You need to have consumed quantum volumes of English language to understand Homi Bhabha and his fellow post-colonial theorists.
One wonders why the abstraction?
They speak of the ‘other’, ‘otherising’, ‘the subaltern’, ‘subliminal’, ‘the third space’ and ‘hybridity’, among a host of other impenetrables.
One wonders why spend your entire lifetime trying to justify inclusivity and oneness with your erstwhile coloniser when you can retain your own identity and keep it as is without dying to relate it to someone else’s?
Besides, why cheated by the lie that post-colonial means colonialism is dead?
What is post about colonialism when we are still reeling under the effects of colonial-capital jaws?
Our own fellow African misleading us that colonialism is over when in fact it has metamorphosed into something much more vicious, threatening our sure extinction!
Can’t you see globalisation and its colossal tentacles?
Can’t you feel the clutches of dependency tentacles?
The day-to-day social and economic sanctions!
The naked poverty!
The overt and covert interferences in the political systems of Africa!
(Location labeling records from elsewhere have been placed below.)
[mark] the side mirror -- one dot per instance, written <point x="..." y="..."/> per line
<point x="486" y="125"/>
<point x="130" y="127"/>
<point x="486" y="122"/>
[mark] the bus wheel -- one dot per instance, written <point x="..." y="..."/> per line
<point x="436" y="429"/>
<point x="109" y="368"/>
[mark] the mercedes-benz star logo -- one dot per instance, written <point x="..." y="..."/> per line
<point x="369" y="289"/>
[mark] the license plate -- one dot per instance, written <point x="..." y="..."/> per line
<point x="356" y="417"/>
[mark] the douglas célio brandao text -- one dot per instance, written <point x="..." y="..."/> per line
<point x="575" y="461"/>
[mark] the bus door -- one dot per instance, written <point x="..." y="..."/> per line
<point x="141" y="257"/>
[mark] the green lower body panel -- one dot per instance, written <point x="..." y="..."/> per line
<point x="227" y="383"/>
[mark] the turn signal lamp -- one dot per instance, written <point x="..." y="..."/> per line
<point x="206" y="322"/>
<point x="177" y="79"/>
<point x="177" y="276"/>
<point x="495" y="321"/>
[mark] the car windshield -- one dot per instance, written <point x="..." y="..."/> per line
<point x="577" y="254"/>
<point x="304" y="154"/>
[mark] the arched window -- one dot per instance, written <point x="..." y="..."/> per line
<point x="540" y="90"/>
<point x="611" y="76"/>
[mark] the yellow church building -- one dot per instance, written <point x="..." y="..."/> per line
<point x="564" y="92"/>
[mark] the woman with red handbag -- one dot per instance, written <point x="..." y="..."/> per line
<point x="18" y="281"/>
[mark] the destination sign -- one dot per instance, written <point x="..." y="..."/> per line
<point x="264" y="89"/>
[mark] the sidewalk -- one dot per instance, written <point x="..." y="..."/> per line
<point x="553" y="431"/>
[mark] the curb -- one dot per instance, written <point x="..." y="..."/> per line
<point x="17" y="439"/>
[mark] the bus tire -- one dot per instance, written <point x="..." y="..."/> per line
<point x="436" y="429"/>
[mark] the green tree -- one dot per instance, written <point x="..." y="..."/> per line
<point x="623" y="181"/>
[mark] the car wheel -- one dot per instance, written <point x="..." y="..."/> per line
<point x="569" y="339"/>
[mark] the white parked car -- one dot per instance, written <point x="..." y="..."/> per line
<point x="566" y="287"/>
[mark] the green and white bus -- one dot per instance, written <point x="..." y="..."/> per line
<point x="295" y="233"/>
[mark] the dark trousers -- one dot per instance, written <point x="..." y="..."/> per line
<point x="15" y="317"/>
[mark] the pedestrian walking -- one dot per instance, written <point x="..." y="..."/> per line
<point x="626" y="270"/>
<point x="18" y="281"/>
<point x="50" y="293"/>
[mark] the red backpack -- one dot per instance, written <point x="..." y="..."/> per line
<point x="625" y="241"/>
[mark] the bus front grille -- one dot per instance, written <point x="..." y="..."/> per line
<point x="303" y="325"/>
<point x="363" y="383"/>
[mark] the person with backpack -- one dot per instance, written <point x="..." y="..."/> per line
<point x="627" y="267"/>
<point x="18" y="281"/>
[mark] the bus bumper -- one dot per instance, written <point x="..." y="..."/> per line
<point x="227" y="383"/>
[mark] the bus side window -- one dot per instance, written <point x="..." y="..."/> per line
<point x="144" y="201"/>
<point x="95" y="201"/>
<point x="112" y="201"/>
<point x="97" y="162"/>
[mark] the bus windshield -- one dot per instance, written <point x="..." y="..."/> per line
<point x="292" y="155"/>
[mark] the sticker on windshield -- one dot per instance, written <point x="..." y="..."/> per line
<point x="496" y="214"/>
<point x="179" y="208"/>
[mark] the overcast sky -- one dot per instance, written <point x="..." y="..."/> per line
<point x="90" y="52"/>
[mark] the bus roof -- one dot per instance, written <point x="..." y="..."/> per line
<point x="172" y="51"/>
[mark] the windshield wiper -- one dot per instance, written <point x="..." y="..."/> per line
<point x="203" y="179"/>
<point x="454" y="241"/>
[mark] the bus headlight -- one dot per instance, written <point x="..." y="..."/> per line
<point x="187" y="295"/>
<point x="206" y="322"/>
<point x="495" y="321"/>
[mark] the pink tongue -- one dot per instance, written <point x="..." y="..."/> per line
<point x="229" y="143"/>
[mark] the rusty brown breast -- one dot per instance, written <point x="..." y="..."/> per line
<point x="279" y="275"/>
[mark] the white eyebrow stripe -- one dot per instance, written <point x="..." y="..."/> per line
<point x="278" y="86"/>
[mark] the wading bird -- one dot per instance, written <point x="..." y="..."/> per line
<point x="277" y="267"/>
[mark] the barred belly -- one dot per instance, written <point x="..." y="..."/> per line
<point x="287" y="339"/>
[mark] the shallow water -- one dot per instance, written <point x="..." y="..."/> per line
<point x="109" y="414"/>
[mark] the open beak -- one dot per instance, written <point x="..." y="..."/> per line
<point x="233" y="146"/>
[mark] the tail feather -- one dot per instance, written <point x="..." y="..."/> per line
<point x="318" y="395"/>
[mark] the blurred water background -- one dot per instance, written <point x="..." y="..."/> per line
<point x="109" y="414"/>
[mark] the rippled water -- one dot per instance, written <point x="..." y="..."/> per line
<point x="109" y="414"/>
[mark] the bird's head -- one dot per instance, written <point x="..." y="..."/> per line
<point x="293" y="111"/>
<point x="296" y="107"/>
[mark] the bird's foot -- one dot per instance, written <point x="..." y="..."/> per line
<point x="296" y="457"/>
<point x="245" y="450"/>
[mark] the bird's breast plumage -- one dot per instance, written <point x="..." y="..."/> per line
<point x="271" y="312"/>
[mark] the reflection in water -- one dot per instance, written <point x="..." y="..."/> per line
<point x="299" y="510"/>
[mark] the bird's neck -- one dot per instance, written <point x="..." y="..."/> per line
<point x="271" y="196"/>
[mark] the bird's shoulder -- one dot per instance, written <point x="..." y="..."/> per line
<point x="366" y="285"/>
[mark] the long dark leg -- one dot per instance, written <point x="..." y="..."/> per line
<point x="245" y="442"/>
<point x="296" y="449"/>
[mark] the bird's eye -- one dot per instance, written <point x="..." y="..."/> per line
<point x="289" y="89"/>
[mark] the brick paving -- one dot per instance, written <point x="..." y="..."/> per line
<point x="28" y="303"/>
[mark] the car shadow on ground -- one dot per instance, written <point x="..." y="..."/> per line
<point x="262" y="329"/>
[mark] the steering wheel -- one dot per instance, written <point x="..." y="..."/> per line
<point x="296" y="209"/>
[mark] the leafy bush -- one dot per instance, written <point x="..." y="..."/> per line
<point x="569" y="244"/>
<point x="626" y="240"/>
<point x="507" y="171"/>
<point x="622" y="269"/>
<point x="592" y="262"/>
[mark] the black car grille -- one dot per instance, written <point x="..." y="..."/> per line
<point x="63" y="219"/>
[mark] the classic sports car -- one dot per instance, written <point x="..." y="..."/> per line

Meanwhile, your own Africans are busy negotiation with their oppressors for a third space!
What nonsense is this?
Africa is in flames and you are busy telling your kinsmen that colonialism ended some decades ago!
Are we not forced to question your loyalty and say on whose side are you?
Whose agenda are you peddling?
Now you can understand why post-colonial criticism is post-colonial nonsense.
A wild goose chase!
Much ado about nothing!
This intellectualism arrogates all agency to borderland personalities such as Said, Bhabha, Spivak and others who seek to negotiate the zone between the capitalist-comprador nationalism of neo-colonised nation-states and the cosmopolitan ‘high culture’ circuit of academic celebrities.
With the focus on contrapuntal flux, hybrid positionalities and directionless ambivalence, the post-colonial intellectuals’ sophisticated and bookish opposition to global capital can only serve as a vehicle for soothing the anguish of the oppressed and promising a utopia of ‘cultural compassion’.